In conclusion, the current study showed that, when preceded by semantically non-emotional words uttered with a particular emotional prosody, listeners recognized target words faster as association to the corresponding emotion increases. This was observed with both angry prosody and happy prosody. However, as neutral prosody exhibited the same pattern as happy prosody, how different types of emotional prosody and different voices engage in affective priming remains as an open question for future studies.
The affective priming effect illuminated here with angry prosody parallels the standard semantic priming effect. The only difference is that semantic priming stems from the lexical semantic meaning while affective priming stems from the non-lexical emotional meaning conveyed by prosody. Spoken words carry multiple layers of meaning beyond lexical meaning, and this additional meaning is critical to the spoken word recognition process and speech processing in general.
This research has been supported by a Mellon Foundation Dissertation Fellowship, the Diversity Dissertation Research Opportunity Grant and the Graduate Research Opportunity Award from Stanford University granted to the first author. Part of this work has been also supported by Excellence Initiative of Aix-Marseille University – A*MIDEX, a French “Investissements d'Avenir” program.
Nygaard and Queen (2008) reported congruence effects both when prosody was a between-subject factor and when it was a within-subject factor. However, a more careful analysis of their data reveals that a congruence effect is present when prosody was a between-subject factor but not when it was a within-subject factor (see Kim, 2015, Chap. 2, for the reanalysis of their data).

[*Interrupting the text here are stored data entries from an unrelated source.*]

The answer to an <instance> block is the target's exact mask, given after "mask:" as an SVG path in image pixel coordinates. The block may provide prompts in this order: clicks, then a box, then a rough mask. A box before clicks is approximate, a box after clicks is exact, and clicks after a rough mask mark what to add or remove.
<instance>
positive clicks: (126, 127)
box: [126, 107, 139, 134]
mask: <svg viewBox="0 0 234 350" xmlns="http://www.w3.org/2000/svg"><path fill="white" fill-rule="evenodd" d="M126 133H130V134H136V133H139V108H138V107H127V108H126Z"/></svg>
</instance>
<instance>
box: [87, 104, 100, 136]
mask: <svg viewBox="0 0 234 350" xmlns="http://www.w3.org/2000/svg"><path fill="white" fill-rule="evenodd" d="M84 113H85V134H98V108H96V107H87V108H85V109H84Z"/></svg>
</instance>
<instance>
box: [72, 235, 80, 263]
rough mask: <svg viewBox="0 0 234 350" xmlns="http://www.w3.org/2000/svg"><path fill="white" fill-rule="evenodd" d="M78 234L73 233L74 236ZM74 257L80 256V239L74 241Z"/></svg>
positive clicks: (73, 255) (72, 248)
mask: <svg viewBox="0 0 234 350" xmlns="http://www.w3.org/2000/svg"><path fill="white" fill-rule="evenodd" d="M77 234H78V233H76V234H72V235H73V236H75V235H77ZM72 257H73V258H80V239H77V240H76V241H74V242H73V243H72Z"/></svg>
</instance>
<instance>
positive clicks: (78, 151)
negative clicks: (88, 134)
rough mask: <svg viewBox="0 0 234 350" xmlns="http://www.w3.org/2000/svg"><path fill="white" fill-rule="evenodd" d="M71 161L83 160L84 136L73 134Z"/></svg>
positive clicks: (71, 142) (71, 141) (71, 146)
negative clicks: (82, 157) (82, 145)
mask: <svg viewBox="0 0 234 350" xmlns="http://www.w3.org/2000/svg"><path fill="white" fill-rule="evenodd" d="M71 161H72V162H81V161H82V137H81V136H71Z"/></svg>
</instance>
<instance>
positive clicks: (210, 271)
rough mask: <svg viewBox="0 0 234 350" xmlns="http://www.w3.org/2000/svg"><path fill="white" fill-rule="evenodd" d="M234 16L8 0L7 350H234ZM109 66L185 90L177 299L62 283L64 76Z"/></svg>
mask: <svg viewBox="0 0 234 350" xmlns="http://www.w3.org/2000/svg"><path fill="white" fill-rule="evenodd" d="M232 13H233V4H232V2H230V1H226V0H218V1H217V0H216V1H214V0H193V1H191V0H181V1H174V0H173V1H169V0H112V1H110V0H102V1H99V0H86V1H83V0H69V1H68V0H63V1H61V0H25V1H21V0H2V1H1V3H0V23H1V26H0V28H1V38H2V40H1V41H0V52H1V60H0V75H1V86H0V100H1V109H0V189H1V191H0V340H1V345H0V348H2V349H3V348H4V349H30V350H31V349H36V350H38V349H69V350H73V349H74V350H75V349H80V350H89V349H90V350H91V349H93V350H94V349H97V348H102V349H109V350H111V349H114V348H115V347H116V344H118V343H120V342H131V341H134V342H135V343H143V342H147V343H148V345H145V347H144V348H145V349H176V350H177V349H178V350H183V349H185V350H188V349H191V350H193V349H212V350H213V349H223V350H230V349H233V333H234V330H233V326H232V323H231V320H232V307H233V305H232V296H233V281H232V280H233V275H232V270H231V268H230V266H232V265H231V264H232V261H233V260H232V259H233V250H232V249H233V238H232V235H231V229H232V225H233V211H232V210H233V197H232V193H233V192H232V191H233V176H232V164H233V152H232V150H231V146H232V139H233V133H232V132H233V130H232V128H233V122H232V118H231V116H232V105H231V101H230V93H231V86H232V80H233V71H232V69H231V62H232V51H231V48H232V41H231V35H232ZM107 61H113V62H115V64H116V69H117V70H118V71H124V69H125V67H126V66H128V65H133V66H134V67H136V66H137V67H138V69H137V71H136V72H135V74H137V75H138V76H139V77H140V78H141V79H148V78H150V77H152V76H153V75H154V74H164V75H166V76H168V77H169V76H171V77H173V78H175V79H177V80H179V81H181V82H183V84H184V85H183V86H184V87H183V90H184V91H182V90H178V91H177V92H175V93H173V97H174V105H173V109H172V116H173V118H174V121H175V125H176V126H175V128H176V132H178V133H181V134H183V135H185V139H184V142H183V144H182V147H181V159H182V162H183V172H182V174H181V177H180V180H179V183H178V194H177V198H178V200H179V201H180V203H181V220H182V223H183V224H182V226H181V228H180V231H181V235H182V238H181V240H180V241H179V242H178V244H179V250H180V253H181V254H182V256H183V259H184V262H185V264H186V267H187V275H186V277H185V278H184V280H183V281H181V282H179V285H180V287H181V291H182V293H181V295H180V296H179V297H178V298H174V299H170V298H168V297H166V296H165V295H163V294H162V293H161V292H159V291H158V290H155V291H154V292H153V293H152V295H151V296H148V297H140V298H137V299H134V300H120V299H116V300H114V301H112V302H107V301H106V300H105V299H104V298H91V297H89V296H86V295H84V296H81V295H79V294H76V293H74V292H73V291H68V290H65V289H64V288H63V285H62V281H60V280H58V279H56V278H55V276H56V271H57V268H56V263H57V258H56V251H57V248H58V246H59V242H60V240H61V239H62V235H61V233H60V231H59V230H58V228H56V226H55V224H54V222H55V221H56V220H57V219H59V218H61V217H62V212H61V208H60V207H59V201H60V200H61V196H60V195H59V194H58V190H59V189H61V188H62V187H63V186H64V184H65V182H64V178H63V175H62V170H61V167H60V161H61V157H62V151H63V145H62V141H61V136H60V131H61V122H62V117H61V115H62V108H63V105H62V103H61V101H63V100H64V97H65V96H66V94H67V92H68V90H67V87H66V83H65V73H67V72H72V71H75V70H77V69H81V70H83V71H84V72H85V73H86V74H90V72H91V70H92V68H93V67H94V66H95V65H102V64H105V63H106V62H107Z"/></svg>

The 24 non-emotional words were academy, adequate, after, bounce, collide, compact, compose, conference, copy, galaxy, garbage, listen, ministry, multiply, pending, pineapple, planet, question, recall, salary, scale, specialist, stem, and transmission.
We obtained the valence ratings using the same method as the valence norms published by Warriner et al. (2013). If we use their ratings (excluding one word that does not have an entry in their list), we obtain essentially the same result with a mean valence of 5.27 (1.05 SD).